The binding legal principles established are: (1) Under section 174 of the Criminal Procedure Act, an accused may not be discharged if there is evidence upon which a reasonable person might convict, based on the totality of the prosecution evidence. (2) An accused person (whether represented or unrepresented) is constitutionally entitled to be discharged at the close of the prosecution case if there is no possibility of conviction other than through self-incrimination by entering the witness box. The failure to discharge in such circumstances breaches constitutional rights and will ordinarily vitiate a conviction based exclusively on self-incriminatory evidence. (3) This right arises from the constitutional protection of dignity and personal freedom (sections 10 and 12 of the Constitution) - a prosecution should not continue below the threshold of minimum evidence merely in expectation of self-incrimination, just as a prosecution should not commence without reasonable and probable cause. (4) A finding that one accused's evidence is reasonably possibly true regarding certain facts does not constitute proof beyond reasonable doubt of contrary facts concerning another accused. Proper logical reasoning is required when drawing inferences from accepted evidence.

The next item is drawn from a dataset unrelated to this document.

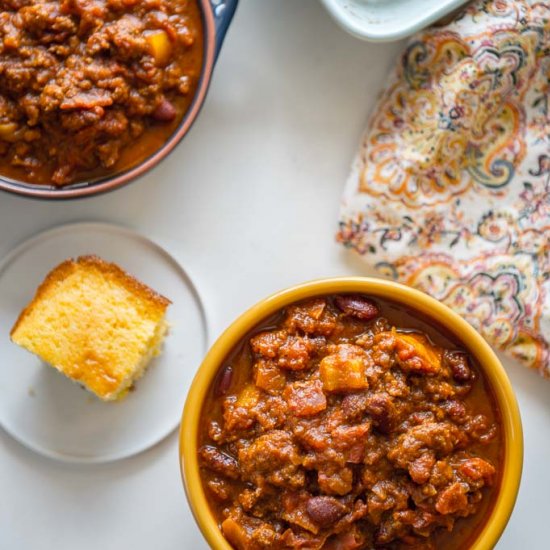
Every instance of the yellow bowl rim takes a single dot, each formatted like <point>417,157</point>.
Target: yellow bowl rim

The Court made several important non-binding observations: (1) Nugent AJA noted that the question of whether or in what circumstances a trial court should discharge an accused who might be incriminated by a co-accused cannot be answered in the abstract as circumstances vary. While there might be cases where it would be unfair not to discharge, there are circumstances where doing so would compromise the proper administration of justice. What constitutes a fair trial must be determined by particular circumstances. The Court deliberately did not resolve this issue as it did not arise on the facts. (2) The Court observed that to properly decide whether to close his case, an accused needs to accurately assess the weight of evidence and be sufficiently familiar with the burden of proof to appreciate he is not at risk if he fails to testify. Very few criminal defendants in South Africa (most of whom are unrepresented) are up to this task, highlighting the reality of criminal trials in the country. (3) The Court noted that while the prosecution is ordinarily entitled to rely on accomplice evidence, and it is not self-evident why it should be precluded from doing so merely because it prosecutes more than one person jointly, the caution required when evaluating accomplice evidence might at times render it futile to continue such a trial. (4) The Court expressed doubt about the simplistic view that an accused has only himself to blame if he gives incriminating evidence since "all he has to do is close his case", noting this ignores the reality of most criminal trials in South Africa.
This case is significant in South African criminal procedure law for clarifying the constitutional dimensions of section 174 discharge applications. It establishes that: (1) An accused has a constitutional right to be discharged at the close of the prosecution case if conviction is only possible through self-incrimination, based on sections 10 and 12 of the Constitution (dignity and personal freedom) rather than solely burden of proof principles. (2) The duty to discharge in such circumstances extends to both represented and unrepresented accused and may require mero motu discharge by the court. (3) The case demonstrates the importance of proper fact-finding and logical reasoning when evaluating whether evidence establishes presence and participation in crimes. (4) It illustrates that acceptance of a reasonably possibly true explanation for one accused does not automatically prove facts concerning another accused. The judgment contributes to the ongoing debate about the test in S v Shuping regarding discharge applications, though it deliberately leaves open the question of whether an accused can be placed on defence in expectation of incrimination by a co-accused.